The predicted median captopril CL (L/h) decreased with the increase in severity of the disease, as it was 61.87 L/h in mild CKD and was increased to 46.01 L/h in moderate CKD, and was 25.53 (L/h) in severe CKD population (Fig. 7). On the other hand, the increase in predicted median captopril Cmax (ng/mL) was not so pronounced, as it was 657.8 ng/mL in mild CKD, 645.0 ng/mL in moderate CKD, and 860 ng/mL in severe CKD (Fig. 7).

Figure 7.

Figure 7

Box plots showing the median, 25th–75th, and 10th–90th percentiles for Cmax and CL in CKD populations. (a) Maximum systemic concentration (Cmax), and (b) the oral clearance (CL/F) in mild, moderate, and severe renal failure populations.

Chronic heart failure

The comparison of observed and predicted systemic captopril concentrations can be seen in the Figs. 4d and 6d. The observed systemic captopril concentrations were within the 5th–95th percentiles of the predicted systemic captopril concentrations and all the predicted PK parameters were within the 2-fold range Tables 5 and 7.

There was a noticeable decrease in predicted captopril CL/F in the CHF population (Fig. 8). The predicted median captopril CL/F was 69.43 L/h in healthy adults and was reduced to 35.5 L/h in the CHF population (Fig. 7). Moreover, the predicted median Cmax (ng/mL) was increased from 176.3 in healthy adults to 246.7 in the CHF population (Fig. 8).

Figure 8.

Figure 8

Box plots showing the median, 25th–75th, and 10th–90th percentiles for AUC, Cmax, and CL in the CHF population. (a) Area under the curve from time 0 to the infinity (AUC0–∞), (b) maximum systemic concentration (Cmax), and (c) the oral clearance (CL/F) in healthy and chronic heart failure populations.

Discussion

In this study, for the first time, a systematic model building approach was used to develop a PBPK model for predicting captopril ADME in healthy, CKD & CHF populations. The use of this approach has helped in understanding underlying differences in ADME of captopril after iv and oral application in a healthy population. Moreover, after incorporating the disease-associated pathophysiological data in the developed PBPK model, it was used to simulate captopril PK in the disease populations (CKD and CHF). The developed disease models were successful in predicting captopril ADME in all three stages of renal failure (mild, moderate, and severe) and in heart failure.

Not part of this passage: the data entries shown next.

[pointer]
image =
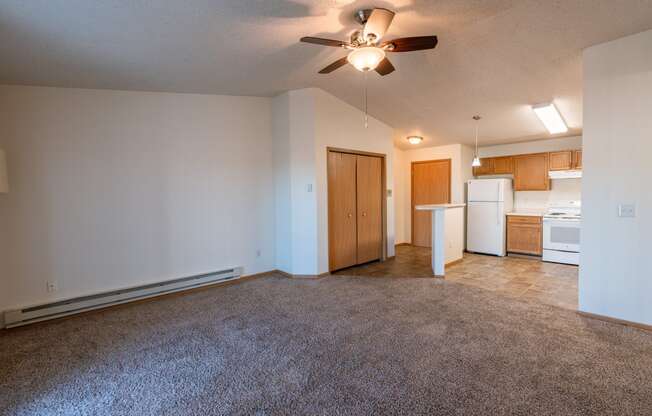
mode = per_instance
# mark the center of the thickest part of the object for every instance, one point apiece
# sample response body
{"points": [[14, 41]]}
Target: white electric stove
{"points": [[561, 232]]}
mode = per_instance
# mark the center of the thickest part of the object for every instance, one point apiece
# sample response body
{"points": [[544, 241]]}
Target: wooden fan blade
{"points": [[416, 43], [332, 67], [324, 42], [385, 67]]}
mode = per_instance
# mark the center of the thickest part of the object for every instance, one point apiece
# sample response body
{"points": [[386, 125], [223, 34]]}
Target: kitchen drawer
{"points": [[523, 219]]}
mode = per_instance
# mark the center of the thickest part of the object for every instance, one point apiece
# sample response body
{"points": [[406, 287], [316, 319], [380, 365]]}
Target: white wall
{"points": [[399, 195], [111, 189], [560, 189], [316, 121], [615, 270]]}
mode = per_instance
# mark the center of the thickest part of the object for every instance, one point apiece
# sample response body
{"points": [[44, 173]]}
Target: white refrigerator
{"points": [[488, 202]]}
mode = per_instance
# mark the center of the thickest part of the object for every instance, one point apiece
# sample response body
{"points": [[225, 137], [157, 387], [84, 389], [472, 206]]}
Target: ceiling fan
{"points": [[367, 53]]}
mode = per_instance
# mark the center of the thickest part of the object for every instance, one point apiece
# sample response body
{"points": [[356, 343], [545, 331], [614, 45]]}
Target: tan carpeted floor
{"points": [[338, 345]]}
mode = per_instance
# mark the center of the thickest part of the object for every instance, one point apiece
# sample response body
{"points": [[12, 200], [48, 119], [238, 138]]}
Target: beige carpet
{"points": [[338, 345]]}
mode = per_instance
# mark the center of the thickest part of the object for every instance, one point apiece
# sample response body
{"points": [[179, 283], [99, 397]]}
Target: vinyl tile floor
{"points": [[525, 278]]}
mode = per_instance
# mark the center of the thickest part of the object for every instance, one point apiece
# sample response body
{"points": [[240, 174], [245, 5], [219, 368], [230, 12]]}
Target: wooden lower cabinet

There has been a previous report of a PBPK model for captopril that was used to predict its PK in healthy and severe CKD patients, and the predictions in moderate CKD were not evaluated against any clinical data6. Moreover, this work was focused on predicting the changes in exposure to thiol compounds in CKD patients by constructing PBPK models using the WinNonLin program6. In the presented work, PBPK models were developed in adults healthy, CKD and CHF populations by using a population-based ADME simulator, Simcyp. The developed models were successfully evaluated after iv and oral captopril administration in healthy, CKD (mild, moderate, and severe) and CHF populations.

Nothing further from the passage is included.